It’s been a tough year to make money. Bonds are suffering through one of their worst periods in recent memory. Equities have faced similar pressure amidst slowing economic growth and a valuation reset. Returns on foreign investments haven’t fared much better – Europe faces geopolitical turmoil, and China, the largest emerging market economy, clings to a COVID Zero policy that’s crimped activity and snarled supply chains. The few bright spots abroad have been hampered by a strong U.S. Dollar.
Commodities are the one place investors have been able to hide.
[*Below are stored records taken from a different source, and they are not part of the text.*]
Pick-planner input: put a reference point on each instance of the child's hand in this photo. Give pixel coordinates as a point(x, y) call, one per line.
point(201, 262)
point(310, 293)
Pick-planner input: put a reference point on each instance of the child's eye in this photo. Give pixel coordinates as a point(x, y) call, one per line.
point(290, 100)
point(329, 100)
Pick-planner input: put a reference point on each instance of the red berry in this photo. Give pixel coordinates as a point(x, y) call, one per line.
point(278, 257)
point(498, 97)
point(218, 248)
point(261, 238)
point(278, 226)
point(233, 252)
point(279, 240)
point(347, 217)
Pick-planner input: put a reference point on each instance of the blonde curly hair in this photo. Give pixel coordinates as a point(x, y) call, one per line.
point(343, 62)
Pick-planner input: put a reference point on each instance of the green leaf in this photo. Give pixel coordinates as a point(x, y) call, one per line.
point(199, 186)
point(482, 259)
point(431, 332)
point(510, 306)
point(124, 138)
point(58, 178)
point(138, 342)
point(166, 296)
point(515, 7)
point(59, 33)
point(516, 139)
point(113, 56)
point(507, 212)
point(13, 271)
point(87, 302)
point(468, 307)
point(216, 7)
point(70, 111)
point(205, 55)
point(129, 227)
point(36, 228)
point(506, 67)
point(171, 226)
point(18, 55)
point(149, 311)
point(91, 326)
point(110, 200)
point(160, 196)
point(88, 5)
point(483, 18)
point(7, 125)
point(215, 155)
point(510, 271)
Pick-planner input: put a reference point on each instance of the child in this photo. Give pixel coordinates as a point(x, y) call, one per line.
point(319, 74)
The CRB Commodity Index is up 9% year-to-date, powered by energy, agriculture, and livestock. We’re all feeling the pressure at the pump – especially now that refiners have switched to their summer blends – so it comes as no surprise that crude oil is having a strong year. West Texas Intermediate is in the midst of a multi-year uptrend:
When Russia began its invasion of Ukraine earlier this year, oil spiked to more than $130 per barrel, surpassing the 2011-2014 highs. In the following days, prices reversed lower, and it looked as though crude’s spectacular rally from the COVID lows had culminated with a blowoff top and a failed breakout. But instead of slumping lower, oil set a series of higher lows and finds itself above that key level once again.
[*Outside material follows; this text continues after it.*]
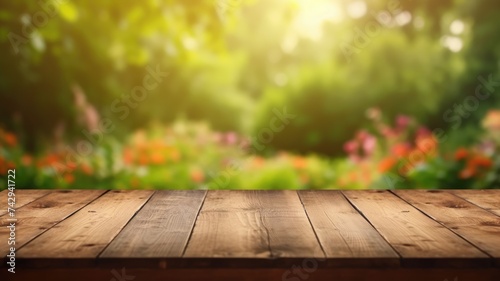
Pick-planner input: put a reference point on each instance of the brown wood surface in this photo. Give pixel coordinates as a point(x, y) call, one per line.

Prices for agriculture and livestock commodities have risen as well, supported by turmoil in Eastern Europe, inflationary pressures that have pushed up production costs, and weather that’s contributed to a weaker than usual planting season. The Bloomberg Commodity Agriculture and Livestock Index erased 6 years of losses in 18 months.
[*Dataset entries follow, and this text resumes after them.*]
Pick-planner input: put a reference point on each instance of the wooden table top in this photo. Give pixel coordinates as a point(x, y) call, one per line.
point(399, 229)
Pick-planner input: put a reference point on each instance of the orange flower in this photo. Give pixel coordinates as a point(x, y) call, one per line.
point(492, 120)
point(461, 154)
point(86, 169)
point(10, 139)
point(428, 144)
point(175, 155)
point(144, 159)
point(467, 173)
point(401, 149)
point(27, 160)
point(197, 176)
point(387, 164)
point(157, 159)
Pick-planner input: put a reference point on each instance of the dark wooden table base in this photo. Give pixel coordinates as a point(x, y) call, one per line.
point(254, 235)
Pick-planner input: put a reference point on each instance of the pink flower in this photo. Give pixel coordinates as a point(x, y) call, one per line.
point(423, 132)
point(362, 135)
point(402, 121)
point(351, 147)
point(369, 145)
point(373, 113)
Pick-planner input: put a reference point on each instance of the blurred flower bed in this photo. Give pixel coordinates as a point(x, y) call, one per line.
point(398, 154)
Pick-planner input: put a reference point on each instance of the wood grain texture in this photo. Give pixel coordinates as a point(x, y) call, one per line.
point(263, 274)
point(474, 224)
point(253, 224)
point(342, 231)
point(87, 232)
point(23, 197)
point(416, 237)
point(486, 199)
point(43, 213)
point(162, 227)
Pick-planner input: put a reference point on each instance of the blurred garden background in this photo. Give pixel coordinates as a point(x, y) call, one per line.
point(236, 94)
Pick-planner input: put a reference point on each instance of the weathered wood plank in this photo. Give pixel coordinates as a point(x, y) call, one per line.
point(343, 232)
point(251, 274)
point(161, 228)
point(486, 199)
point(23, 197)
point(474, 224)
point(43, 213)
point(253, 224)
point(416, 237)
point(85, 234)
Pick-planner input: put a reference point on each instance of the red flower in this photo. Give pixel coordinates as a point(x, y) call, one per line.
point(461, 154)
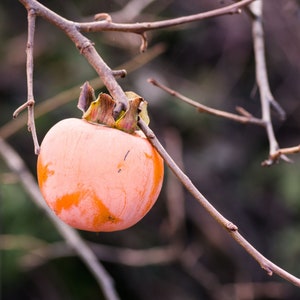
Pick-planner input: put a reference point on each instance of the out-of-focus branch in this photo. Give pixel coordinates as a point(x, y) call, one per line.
point(66, 96)
point(86, 47)
point(245, 118)
point(266, 96)
point(231, 228)
point(140, 28)
point(16, 164)
point(29, 104)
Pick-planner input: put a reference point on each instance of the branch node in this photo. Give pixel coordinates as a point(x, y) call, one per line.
point(103, 17)
point(85, 45)
point(144, 43)
point(267, 268)
point(231, 227)
point(119, 73)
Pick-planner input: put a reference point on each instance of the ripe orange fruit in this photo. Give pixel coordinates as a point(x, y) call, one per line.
point(97, 178)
The collective group is now up against long-term resistance from the 2011-2012 lows, and they’ve spent the last few months digesting that overhead supply. If they follow the way of crude oil, they’ll soon resolve this consolidation in the direction of their multi-year trend.
While energy and ags have led the way higher in 2022, metals have been stuck in the mud. Dr. Copper, the industrial metal with a PhD in economics, just had its best 1-day move since 2013. One day doesn’t make a trend, though. Copper stopped rising last spring, about the time it reached its 2011 highs. Since then, it’s been stuck in tight consolidation range.
Gold started the year with a bang, rising 13% through March. It’s since given up those gains and is roughly flat since December. Like Copper, Gold ran into its 2011 highs and has been stuck in a frustrating range ever since. Getting back above those 2011 highs, which is also the 61.8% retracement of this multi-year range, would be a solid step toward resuming a long-term uptrend.
Perhaps what Gold needs is a catalyst to get it moving. It may get one from a fellow precious metal, Silver. Gold and Silver tend to be highly correlated, and during uptrends, Silver usually outperforms. Silver has been in consolidation mode since it’s own 2020 peak, but unlike Gold, it broke support and fell to new lows last month.
Prices are trying to rally back above last year’s lows. That level has plenty of memory over the last 15 years, as it marked significant turning points in both 2008 and 2016. Maybe a false breakdown in Silver is the trigger that metals need to join the party in the commodities space.